While the new stepcouple is a gain for the adults, it often creates a whole set of new losses for children. Newly in-love moms and dads turn away from their kids and toward their new partners. Daddy or Mommy is staring lovingly at a new partner, holding hands, talking for hours on the phone, or texting at dinner. Children are left feeling alone, with no other adult to turn to. Young adult and adult children can feel these losses as strongly as younger ones do!
Carve out one-to-one time throughout the family
Do be affectionate with each other, but out of children’s eyesight. Do carve out time regular alone together as a couple, but be sure to balance this with substantial, reliable one-to-one parent-child alone time. Stepparents, while your partner spends time with his or her kids, take some time for yourself. Go see a friend, join a volleyball or basketball team, or veg out with your favorite tv show.
A step at a time saves nine
Adults in a new stepcouple are usually thrilled to have found each other. They are, understandably, eager to move forward with their new lives. For many children, however, adjustment to a stepfamily is actually harder, and takes longer, than dealing with a divorce. Remember that children come to stepfamily through a whole series of unwelcome changes and losses. The research tells us that as the pace of change goes up, children’s wellbeing goes down. Take things a step at a time. Introduce children and stepparents slowly. If children are struggling, try increasing one-to-one parent-child time and attention and decrease “family time.”
Protect children from conflict
New stepparents can create loyalty binds for children: “If I care about my stepmother (stepdad), I have betrayed my mom (dad).” If one child is especially close to their parent in the other household, that child will need more time and space to adjust, more time alone with his or her parent, and more distance from their stepparent and new stepsiblings.

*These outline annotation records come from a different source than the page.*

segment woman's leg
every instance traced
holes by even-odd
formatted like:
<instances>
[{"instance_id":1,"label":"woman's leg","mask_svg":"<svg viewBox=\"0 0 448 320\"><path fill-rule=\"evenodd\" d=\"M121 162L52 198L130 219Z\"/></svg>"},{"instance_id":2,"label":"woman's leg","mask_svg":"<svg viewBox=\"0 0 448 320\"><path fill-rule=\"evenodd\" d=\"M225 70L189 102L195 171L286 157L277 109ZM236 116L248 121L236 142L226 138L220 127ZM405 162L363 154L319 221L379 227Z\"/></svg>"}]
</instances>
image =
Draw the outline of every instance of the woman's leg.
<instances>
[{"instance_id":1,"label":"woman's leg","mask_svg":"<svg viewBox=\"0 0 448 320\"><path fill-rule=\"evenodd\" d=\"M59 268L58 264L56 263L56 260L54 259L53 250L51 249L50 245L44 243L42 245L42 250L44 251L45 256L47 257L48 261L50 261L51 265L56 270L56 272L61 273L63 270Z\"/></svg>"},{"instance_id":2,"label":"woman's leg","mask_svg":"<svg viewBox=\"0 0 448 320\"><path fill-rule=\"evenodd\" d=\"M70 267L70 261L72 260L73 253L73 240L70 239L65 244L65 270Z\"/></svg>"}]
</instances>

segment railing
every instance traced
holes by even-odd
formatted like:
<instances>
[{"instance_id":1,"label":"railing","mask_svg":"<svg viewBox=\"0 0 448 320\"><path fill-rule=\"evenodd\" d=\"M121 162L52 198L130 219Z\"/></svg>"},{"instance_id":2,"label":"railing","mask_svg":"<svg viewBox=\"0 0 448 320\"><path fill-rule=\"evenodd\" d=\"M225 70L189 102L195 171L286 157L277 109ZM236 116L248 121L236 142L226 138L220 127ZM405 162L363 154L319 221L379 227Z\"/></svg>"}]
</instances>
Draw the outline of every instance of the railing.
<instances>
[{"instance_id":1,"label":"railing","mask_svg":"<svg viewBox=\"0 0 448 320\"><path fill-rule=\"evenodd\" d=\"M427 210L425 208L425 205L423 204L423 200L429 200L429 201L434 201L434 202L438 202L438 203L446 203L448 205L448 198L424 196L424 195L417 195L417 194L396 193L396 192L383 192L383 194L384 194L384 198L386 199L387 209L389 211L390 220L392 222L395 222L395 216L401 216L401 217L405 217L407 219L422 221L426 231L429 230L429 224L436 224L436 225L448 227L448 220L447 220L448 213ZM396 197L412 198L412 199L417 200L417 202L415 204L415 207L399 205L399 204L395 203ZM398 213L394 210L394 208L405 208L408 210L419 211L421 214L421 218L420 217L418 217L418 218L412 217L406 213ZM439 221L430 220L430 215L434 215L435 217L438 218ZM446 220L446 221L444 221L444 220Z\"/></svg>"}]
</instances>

Loyalty binds seem to be normal and human. Even children in very collaborative divorces have them. However, when the adults are in conflict, loyalty binds become unbearably painful for kids. The research shows that even moderate tension between parents affects children’s attention, social skills, and immune functioning. It turns out that conflict affects kids’ sleep, which in turn creates those cascading effects
If you are the parent do whatever you can to protect your kids from conflict with your ex. If your ex is not cooperative, do your part to keep communication calm and constructive. Do not communicate through your kids. Use short texts, brief to-the-point emails, or short voice mails. If you are the stepparent, resist the impulse to say bad things to your stepkids about your partner’s ex, even if they are true!
Gender, age, and time make a difference
As I did the research for my new book (Surviving and Thriving in Stepfamily Relationships: What Works and What Doesn’t), I learned that children under eight have an easier time than older children. Boys have an easier time than girls. Adolescent and pre-adolescent girls have the hardest time adjusting to a stepfamily. Most comforting, family scholars are finding that nine years down the road, children in stepfamilies look very much like children in first-time families.
This is often as true, by the way, for adult children as it is for younger children. All of this means that parents often have to shuttle back and forth, spending time with their child, and then spending time with their partner.